Decoupling Multiple Potentially Runaway Reactions using Calorimetry: Acid Catalyzed Esterifications Case Study

The application of reaction calorimetry to fast and exothermic processes is a cornerstone in process safety analysis, especially when potentially runaway phenomena can be triggered by uncontrolled temperature rise. Peltier-cell calorimeters allow for accurate measurement of heat flow signals during semi-batch or batch experiments.

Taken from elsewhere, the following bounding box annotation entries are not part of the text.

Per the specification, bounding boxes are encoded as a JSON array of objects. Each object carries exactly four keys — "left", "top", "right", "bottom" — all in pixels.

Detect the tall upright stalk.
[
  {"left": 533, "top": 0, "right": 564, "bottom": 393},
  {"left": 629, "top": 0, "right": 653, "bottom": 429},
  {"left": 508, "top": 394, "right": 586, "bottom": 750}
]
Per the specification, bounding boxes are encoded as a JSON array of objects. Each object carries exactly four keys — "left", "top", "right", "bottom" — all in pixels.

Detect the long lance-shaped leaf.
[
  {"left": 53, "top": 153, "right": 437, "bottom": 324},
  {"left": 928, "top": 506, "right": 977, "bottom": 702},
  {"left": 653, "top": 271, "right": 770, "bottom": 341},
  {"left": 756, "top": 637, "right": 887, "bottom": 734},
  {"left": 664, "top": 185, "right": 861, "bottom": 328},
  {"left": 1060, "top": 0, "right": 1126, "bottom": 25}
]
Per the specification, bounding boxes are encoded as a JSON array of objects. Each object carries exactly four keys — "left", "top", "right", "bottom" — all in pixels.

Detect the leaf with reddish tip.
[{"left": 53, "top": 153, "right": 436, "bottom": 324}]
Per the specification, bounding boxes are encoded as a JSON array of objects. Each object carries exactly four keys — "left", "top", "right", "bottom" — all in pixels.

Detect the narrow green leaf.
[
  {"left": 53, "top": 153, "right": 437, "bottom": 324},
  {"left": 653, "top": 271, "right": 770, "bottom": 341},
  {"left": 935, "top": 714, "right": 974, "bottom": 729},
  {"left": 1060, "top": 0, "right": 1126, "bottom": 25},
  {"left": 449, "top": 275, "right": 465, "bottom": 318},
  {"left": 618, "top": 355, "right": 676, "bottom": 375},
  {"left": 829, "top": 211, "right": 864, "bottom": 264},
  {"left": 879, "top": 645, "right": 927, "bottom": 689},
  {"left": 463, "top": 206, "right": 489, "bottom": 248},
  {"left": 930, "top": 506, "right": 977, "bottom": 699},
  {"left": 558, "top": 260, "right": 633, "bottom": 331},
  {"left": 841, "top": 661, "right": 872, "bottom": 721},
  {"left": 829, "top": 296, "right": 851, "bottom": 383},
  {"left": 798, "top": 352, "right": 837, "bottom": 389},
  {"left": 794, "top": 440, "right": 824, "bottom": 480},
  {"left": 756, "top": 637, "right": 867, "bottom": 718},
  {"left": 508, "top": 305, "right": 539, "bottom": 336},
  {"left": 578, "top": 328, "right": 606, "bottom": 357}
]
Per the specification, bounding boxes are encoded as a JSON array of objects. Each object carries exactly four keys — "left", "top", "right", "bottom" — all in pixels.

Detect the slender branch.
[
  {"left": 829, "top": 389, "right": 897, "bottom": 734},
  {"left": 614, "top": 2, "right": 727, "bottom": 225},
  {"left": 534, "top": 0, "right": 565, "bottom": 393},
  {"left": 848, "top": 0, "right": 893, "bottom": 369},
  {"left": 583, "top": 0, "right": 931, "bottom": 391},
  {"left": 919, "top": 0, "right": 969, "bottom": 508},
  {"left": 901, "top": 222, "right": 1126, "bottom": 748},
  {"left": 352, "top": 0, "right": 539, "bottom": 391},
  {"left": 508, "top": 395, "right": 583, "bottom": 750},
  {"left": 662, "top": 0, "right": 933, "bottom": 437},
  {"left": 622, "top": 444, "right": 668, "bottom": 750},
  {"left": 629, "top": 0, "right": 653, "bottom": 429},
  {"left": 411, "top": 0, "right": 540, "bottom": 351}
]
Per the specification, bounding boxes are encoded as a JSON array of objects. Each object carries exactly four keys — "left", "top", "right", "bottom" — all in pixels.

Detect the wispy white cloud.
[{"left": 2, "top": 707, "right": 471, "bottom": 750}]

However, in systems involving multiple consecutive or parallel reactions, the measured overall heat flow is a convolution of different contributions, complicating the interpretation of calorimetric data. This work addresses the challenge of decoupling heat flow signals to determine the reaction enthalpies of individual consecutive steps and to extract basic kinetic information. The acid-catalysed esterification of propionic anhydride with isopropanol was investigated as a case study. The process involves three exothermic reactions of comparable magnitude, whose simultaneous occurrence can hinder quantitative analysis. A systematic calorimetric approach was developed, combining experimental runs under isothermal conditions at different temperatures, calibration tests, mixing enthalpy determination, and signal deconvolution. The results demonstrate that, despite limitations, it is feasible to derive reliable estimates of reaction enthalpies and to infer kinetic behaviour directly from Peltier calorimetry. The methodology is discussed in the context of process safety and productivity optimization, with emphasis on the importance of complementary techniques, such as NMR, to validate calorimetric findings.